Most extrasolar planets (or exoplanets for short) can't be seen directly, especially if they are very close to their parent stars; astronomers see only the combined light of the star and the planet. Sometimes, they happen to see the orbits of exoplanets edge-on. In those cases, the planet alternately shows more of its dayside and then more of its nightside as it circles its star. These phases should show up as tiny variations in the intensity of the observed light, researchers have predicted.
Astronomers Ignas Snellen of Leiden Observatory in the Netherlands and colleagues have now demonstrated that such optical observations are feasible. The researchers scanned publicly available data on a star known as CoRoT-1, which is 1600 light-years away. In the numbers, they found minute periodic variations in brightness that they believe are caused by the changing phases of its gaseous giant planet, known as CoRoT-1b.
Because it is less than 5 million kilometers from its parent star, the planet's dayside temperature is about 2000°C, and part of the planet's light is probably thermal glow instead of reflected star light. But, says Snellen, "even if we assume that the observed brightness variation is fully due to reflected star light, we find that the planet's reflectivity is probably lower than 10%." That's much less than the reflectivity of Jupiter, indicating that CoRoT-1b probably lacks extensive clouds. The team reports its results tomorrow in Nature.
"It's a trailblazing result," says astrophysicist Sara Seager of the Massachusetts Institute of Technology in Cambridge. In this pioneering case, the measurements aren't precise enough yet for a detailed analysis of CoRoT-1b, she says, but knowing a planet's reflectivity is key to learning about its cloud cover and climate. "It heralds an interesting new way to characterize planets."

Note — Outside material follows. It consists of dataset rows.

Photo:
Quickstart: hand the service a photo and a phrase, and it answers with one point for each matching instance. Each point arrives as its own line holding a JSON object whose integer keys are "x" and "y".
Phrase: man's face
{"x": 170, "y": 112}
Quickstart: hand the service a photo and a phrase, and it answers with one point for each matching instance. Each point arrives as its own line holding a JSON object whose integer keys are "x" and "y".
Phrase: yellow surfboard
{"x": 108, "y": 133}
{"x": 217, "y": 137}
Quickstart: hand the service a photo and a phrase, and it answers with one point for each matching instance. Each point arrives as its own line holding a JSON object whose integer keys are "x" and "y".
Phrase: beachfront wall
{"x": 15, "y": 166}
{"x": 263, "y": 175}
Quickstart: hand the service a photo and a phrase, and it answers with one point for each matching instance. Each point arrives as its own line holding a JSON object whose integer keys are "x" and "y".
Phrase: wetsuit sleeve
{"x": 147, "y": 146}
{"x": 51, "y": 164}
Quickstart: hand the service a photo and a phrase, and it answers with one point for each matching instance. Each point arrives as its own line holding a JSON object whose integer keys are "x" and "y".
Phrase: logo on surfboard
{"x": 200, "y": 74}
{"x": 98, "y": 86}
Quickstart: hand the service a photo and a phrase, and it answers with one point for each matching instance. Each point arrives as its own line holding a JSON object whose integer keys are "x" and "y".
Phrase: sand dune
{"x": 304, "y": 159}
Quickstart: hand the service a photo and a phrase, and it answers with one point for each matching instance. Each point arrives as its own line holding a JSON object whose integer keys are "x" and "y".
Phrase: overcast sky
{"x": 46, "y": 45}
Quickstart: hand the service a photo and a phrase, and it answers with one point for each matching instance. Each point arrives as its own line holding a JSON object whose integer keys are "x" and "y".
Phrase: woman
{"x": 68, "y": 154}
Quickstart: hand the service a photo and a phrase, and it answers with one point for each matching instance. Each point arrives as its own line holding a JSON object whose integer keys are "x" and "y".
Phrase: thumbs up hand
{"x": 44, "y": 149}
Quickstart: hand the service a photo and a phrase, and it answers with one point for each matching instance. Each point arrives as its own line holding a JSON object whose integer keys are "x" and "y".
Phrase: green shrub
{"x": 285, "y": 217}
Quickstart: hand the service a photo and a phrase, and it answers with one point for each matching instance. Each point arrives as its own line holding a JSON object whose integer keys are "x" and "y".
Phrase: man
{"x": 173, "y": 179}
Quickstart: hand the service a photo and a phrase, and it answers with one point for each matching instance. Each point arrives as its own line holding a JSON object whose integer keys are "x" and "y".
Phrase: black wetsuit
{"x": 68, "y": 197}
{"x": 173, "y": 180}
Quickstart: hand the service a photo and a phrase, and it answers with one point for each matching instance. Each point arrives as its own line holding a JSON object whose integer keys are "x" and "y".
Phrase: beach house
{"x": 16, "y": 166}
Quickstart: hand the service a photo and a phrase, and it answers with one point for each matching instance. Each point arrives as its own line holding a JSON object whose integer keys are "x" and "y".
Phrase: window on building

NASA's Kepler satellite, launched in March, will probably reveal many more phase-changing exoplanets, and so might the newly refurbished Hubble Space Telescope and even large, ground-based telescopes. "If it can be done for this planet, you can do it for other systems too," says astronomer Heather Knutson of the Harvard-Smithsonian Center for Astrophysics in Cambridge, Massachusetts. "Someday, this kind of observation will become commonplace."